CHAPEL HILL — North Carolina coach Jenny Levy looked around at her women's lacrosse program in 2007 and declared "something has to change."
That was at the end of the season, and the Tar Heels had fallen in the quarterfinals of the NCAA tournament for the third consecutive season, losing to her alma mater Virginia in heartbreaking fashion.
"I thought we were better than that," said Levy, whose team would lose in the tournament's quarterfinals again in 2008 before the program turned around.
Today, the third-seeded Heels host sixth-seeded Loyola (Md.) at Fetzer Field in the quarterfinals of the NCAA tournament. Last week, they toppled the Cavaliers 15-7 and looked like the No. 3-ranked team in the nation.

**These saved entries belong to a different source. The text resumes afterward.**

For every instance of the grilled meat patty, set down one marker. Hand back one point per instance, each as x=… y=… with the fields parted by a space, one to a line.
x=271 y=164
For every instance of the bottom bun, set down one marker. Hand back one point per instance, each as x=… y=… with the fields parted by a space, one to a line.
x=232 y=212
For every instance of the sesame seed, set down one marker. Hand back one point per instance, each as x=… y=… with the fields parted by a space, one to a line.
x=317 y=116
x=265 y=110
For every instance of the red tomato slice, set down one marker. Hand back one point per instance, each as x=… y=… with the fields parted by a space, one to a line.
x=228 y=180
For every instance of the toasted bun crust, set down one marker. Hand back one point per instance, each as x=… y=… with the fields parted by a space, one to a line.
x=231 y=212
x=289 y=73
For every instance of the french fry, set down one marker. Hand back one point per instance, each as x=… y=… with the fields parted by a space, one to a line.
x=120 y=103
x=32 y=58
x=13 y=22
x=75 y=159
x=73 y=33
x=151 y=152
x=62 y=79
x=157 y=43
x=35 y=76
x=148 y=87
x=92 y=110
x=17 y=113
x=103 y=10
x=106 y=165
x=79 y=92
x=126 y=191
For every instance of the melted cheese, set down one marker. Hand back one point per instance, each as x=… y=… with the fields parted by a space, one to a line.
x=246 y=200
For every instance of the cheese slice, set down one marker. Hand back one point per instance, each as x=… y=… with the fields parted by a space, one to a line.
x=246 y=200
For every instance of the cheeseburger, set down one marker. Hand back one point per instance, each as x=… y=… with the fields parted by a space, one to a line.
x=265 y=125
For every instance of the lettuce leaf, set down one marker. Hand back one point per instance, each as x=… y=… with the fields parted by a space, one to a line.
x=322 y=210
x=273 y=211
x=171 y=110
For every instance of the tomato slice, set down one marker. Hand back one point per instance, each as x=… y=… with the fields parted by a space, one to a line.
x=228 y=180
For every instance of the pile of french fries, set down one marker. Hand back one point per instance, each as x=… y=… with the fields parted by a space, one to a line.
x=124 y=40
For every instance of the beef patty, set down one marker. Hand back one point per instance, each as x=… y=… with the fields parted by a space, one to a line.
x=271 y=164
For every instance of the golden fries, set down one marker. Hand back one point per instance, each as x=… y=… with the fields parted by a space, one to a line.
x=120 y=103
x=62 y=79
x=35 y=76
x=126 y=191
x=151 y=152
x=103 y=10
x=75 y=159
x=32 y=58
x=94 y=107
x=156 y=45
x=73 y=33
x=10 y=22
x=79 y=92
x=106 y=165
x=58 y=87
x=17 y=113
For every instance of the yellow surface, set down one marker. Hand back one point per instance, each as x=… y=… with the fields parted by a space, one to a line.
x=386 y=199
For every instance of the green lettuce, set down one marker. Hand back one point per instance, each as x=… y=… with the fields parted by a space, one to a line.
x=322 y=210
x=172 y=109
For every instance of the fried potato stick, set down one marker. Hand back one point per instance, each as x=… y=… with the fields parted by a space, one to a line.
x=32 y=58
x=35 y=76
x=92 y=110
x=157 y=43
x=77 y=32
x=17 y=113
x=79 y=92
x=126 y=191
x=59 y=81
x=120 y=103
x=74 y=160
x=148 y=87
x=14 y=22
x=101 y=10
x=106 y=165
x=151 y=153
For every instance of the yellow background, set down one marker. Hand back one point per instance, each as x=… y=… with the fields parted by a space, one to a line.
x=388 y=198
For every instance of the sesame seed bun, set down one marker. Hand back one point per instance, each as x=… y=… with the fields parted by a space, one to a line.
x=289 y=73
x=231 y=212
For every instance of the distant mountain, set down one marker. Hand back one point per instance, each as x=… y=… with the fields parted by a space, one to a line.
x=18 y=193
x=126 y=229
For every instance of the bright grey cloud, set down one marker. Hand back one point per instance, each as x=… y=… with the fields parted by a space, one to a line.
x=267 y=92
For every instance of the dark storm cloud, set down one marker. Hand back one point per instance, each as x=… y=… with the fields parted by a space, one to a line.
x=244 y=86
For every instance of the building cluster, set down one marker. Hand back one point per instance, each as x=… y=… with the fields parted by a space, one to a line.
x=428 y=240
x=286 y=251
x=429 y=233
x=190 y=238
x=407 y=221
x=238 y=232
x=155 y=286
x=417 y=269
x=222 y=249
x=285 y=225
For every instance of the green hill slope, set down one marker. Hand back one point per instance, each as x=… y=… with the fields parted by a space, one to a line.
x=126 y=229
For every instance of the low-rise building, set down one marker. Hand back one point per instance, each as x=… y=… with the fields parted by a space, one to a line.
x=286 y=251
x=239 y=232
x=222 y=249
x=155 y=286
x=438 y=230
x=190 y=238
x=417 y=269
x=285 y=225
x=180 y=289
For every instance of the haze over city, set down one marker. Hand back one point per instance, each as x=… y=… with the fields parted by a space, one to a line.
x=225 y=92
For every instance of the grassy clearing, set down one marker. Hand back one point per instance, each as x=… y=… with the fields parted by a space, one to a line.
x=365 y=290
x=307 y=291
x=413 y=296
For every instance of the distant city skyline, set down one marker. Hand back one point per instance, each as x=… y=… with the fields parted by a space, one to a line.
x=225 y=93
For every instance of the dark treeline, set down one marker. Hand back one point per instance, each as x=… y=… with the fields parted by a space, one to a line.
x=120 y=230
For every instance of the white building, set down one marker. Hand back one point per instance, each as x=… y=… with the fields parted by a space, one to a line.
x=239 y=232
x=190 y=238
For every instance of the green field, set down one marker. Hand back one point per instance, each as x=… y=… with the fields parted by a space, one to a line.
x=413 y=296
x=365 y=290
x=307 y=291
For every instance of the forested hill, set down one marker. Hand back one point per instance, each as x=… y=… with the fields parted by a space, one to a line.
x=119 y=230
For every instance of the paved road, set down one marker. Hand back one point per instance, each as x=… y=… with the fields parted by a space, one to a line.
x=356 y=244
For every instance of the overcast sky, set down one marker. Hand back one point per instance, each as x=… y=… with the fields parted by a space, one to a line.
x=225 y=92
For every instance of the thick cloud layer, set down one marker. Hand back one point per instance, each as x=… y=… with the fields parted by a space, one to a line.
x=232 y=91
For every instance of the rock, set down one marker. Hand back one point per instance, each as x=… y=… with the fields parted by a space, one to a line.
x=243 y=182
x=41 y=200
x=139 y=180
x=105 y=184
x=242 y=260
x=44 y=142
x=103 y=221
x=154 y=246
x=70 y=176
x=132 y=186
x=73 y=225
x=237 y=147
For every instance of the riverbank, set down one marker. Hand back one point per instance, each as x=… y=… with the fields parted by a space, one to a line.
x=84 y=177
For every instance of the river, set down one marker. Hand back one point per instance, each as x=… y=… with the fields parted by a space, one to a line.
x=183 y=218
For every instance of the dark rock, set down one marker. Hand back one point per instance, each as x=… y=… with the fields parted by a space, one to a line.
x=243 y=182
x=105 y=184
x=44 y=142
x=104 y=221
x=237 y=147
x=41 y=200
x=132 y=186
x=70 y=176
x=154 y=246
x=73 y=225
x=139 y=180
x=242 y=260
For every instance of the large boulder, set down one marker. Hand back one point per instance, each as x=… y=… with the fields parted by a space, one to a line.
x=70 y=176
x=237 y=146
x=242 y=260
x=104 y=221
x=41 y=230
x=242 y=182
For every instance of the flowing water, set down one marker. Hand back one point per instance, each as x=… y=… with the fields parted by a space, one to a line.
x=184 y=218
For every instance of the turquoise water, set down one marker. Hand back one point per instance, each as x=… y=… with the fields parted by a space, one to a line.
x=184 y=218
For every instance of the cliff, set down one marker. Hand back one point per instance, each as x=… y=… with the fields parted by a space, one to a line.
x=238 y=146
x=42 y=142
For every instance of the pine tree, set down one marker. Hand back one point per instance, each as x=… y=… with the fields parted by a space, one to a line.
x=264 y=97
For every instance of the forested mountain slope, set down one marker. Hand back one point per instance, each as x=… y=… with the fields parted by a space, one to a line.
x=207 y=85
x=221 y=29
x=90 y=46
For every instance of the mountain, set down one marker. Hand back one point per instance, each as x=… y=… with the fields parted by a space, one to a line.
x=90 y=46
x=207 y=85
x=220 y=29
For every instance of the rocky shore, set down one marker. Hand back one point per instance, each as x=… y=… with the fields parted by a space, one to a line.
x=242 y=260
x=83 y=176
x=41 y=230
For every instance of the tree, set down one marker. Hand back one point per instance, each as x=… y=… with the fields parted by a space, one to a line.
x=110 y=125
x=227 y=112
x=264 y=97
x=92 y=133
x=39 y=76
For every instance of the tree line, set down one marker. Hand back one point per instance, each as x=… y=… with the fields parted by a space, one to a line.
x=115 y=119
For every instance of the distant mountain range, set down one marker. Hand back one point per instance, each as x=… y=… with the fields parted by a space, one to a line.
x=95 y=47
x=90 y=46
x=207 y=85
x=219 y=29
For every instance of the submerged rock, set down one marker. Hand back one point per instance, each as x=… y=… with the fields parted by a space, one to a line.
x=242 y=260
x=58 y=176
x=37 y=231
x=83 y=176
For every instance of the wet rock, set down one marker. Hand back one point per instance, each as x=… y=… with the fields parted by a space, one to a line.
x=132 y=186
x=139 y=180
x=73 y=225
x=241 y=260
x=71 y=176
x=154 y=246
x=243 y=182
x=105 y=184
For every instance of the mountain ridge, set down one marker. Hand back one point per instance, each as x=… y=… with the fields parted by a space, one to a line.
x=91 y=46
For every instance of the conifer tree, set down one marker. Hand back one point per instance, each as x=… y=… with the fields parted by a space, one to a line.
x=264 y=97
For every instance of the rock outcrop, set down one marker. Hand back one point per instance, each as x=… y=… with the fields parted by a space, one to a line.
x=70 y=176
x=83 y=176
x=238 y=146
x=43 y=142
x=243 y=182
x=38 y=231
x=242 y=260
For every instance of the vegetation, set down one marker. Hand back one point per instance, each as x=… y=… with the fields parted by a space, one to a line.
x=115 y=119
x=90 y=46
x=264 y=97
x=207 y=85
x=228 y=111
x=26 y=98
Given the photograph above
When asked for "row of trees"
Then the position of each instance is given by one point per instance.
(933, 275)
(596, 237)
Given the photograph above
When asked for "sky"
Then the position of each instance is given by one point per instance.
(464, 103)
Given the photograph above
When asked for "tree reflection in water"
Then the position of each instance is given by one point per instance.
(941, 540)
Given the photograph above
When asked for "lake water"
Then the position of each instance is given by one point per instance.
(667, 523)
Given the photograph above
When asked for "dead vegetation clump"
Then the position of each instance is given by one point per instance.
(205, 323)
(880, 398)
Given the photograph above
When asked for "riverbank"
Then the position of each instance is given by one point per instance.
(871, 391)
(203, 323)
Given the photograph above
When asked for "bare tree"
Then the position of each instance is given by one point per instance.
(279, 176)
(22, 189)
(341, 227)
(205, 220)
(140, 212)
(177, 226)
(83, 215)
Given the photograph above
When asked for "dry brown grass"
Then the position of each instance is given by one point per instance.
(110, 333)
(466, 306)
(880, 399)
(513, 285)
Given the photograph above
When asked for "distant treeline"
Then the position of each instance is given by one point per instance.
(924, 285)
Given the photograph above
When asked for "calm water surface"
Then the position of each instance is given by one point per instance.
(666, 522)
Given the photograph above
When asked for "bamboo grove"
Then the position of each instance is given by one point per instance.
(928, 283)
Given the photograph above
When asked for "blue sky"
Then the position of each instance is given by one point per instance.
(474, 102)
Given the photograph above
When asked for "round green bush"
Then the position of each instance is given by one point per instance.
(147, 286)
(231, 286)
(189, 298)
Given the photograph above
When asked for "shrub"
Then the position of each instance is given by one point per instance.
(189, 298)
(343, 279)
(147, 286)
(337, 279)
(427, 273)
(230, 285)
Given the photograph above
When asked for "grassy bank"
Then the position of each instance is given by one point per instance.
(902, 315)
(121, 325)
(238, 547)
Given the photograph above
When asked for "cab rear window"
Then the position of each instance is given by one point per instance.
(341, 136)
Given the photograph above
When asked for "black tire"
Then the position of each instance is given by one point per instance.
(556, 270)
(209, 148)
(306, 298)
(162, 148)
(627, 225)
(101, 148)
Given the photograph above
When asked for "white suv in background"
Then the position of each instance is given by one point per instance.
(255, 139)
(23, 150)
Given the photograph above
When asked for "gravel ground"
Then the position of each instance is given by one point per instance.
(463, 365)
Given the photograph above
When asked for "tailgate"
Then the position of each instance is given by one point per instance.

Defensively the Heels are tenacious - holding teams to 8.05 goals per game - and offensively spread the ball to quick-strike attackers.
"The program's definitely changed," said senior All-American Corey Donohoe, who has factored in the program's rise since her freshman season.
The Heels make their 13th appearance in 16 varsity seasons. They are seeking their sixth overall semifinal berth and third consecutive.
In 2009, the Heels reached the national championship game, falling to Northwestern in the finals.
Last season, the Heels were again undone by the Wildcats, though maintained the progression of the program.
When Levy was hired in 1994 the team experienced quick success. Still, by 2007 she said she had not created the program culture that produces consistent winners.
"We just tried to do it better," said Levy, who turned to the examples of the North Carolina's men's basketball and women's soccer teams.
Levy spent time watching coach Roy Williams run practices and even incorporated the men's basketball team's practice schedule. She said all of the strategies in basketball correlate to the lacrosse field.
Levy also picked the brain of women's soccer coach Anson Dorrance.
"I like their culture in that it's intense, it's demanding but there's great chemistry," Levy said. "The kids on the team feel like they can be individuals. There's no form they have to take. They have a lot of fun, yet they get on the field and take care of business."